Her: Lilith, I know her. The woman who took you, she is my mother. She wanted to awake magical powers inside you because she is weaker than any average witches. Your internal force seems very powerful.

Me: How 2 years passed in a blink? And she? Where is your mother right now? Was she successfull on what she wanted?

Her: Well, No. I don't know where you were. Or if the time is different there. And mother is suspiciously dead. There is no trace of mother.

She must be sad for her mother's death. I should change the topic.

Me: Hmmm. Is this place not normal? and also that forest?

Her: Yes, it isn't. Well I don't know much about this place either.

Me: And what about internal force?

Her: I am sorry.

Is it okay to confirm if I killed her? I remember I stabbed her with the dagger.

Me: So, you don't know. I remember I stabbed your mother with the same dagger she was going to attack me.

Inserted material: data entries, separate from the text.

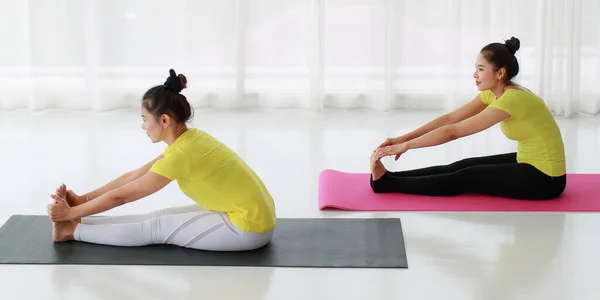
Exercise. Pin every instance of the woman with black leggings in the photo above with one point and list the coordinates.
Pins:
(536, 171)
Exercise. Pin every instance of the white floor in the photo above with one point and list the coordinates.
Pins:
(451, 255)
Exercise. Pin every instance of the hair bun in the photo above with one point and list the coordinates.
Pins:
(513, 45)
(174, 82)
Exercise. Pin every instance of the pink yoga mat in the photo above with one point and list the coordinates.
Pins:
(352, 191)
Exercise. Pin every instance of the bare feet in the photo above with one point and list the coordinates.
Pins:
(377, 168)
(63, 231)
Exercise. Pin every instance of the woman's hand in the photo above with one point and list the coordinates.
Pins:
(59, 210)
(72, 198)
(397, 150)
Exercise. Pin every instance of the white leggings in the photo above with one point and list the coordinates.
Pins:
(187, 226)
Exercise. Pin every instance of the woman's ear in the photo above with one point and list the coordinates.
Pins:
(165, 120)
(501, 73)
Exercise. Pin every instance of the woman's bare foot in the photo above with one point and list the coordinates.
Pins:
(377, 168)
(63, 231)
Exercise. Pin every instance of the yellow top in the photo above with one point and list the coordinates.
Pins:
(531, 124)
(217, 179)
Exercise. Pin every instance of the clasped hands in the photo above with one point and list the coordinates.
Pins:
(391, 146)
(60, 210)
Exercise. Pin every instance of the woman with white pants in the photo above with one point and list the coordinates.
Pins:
(233, 211)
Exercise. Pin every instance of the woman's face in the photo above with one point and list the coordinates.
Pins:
(485, 77)
(153, 127)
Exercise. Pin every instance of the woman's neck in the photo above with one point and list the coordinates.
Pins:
(179, 130)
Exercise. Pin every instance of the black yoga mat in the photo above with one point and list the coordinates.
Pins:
(326, 243)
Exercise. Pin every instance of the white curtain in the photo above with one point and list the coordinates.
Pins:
(312, 54)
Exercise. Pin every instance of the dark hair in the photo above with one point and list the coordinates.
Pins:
(166, 99)
(503, 56)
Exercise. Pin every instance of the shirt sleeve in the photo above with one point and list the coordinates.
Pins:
(510, 104)
(173, 165)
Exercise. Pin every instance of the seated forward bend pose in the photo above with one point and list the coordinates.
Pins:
(536, 171)
(233, 211)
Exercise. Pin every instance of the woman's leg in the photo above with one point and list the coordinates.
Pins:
(512, 180)
(461, 164)
(204, 230)
(140, 217)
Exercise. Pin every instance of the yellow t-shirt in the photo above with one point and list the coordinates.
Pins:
(531, 124)
(217, 179)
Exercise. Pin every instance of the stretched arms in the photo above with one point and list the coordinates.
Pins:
(481, 121)
(143, 186)
(468, 110)
(120, 181)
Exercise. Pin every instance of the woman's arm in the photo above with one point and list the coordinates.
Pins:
(139, 188)
(466, 111)
(120, 181)
(487, 118)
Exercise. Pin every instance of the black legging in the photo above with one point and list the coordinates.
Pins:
(497, 175)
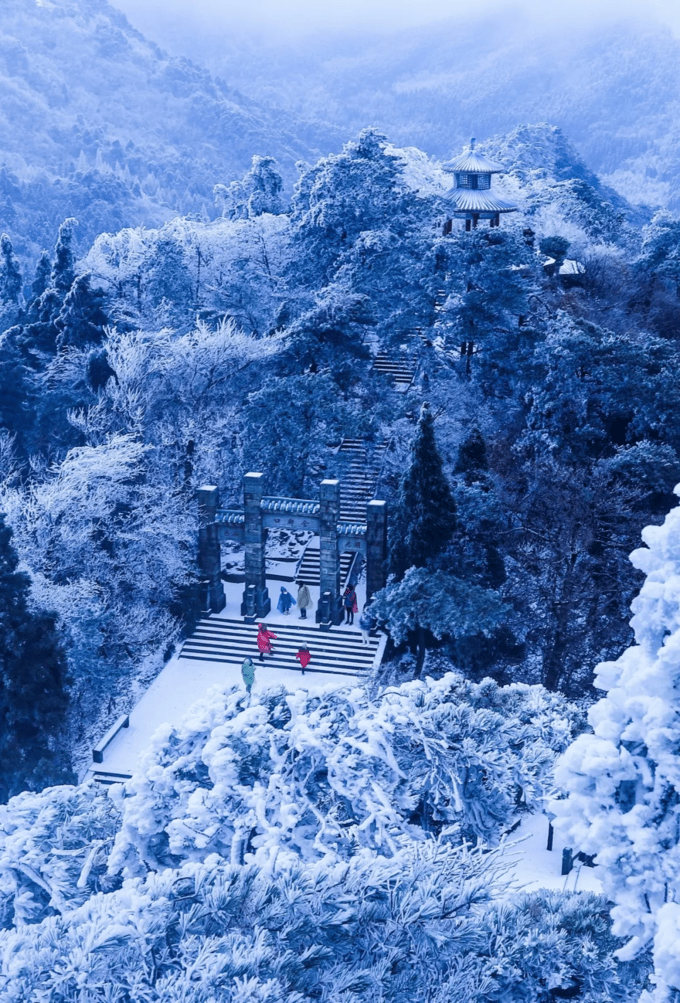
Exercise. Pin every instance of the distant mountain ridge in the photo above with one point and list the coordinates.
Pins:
(611, 87)
(98, 122)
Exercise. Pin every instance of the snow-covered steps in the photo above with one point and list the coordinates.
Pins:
(334, 652)
(359, 483)
(399, 370)
(105, 777)
(309, 571)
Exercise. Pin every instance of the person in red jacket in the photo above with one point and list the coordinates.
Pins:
(265, 638)
(304, 657)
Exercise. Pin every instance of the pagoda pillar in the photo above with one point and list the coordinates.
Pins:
(256, 602)
(330, 607)
(213, 598)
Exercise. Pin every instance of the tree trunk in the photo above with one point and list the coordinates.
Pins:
(420, 656)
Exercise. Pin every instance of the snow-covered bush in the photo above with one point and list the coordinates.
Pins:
(332, 774)
(624, 778)
(53, 852)
(416, 927)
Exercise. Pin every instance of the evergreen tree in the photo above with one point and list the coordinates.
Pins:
(10, 275)
(43, 271)
(623, 778)
(472, 455)
(82, 318)
(424, 520)
(33, 697)
(63, 272)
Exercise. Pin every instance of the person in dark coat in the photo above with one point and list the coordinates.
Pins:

Her: I don't know what the consequences is now that the ritual failed. But I know it is not her death's cause.

I sigh in relief.

With that long conversation. She left for her room and my sleep was completely disturbed. I picked the diary, I found at the beginning. I accidentally dropped from my hand. A photo came out. It was facing the ground. That back plain white side was written in bloody ink stating "I will reincarnate". When I flipped the photo. My whole body shivered and automatically called best friend's name in loud. I ran to her. She was opening her room's door. And handed her that photo. She was also shocked when I told her. This photo somehow belongs to the previous owner of the room.

And that photo was before this building got abandoned.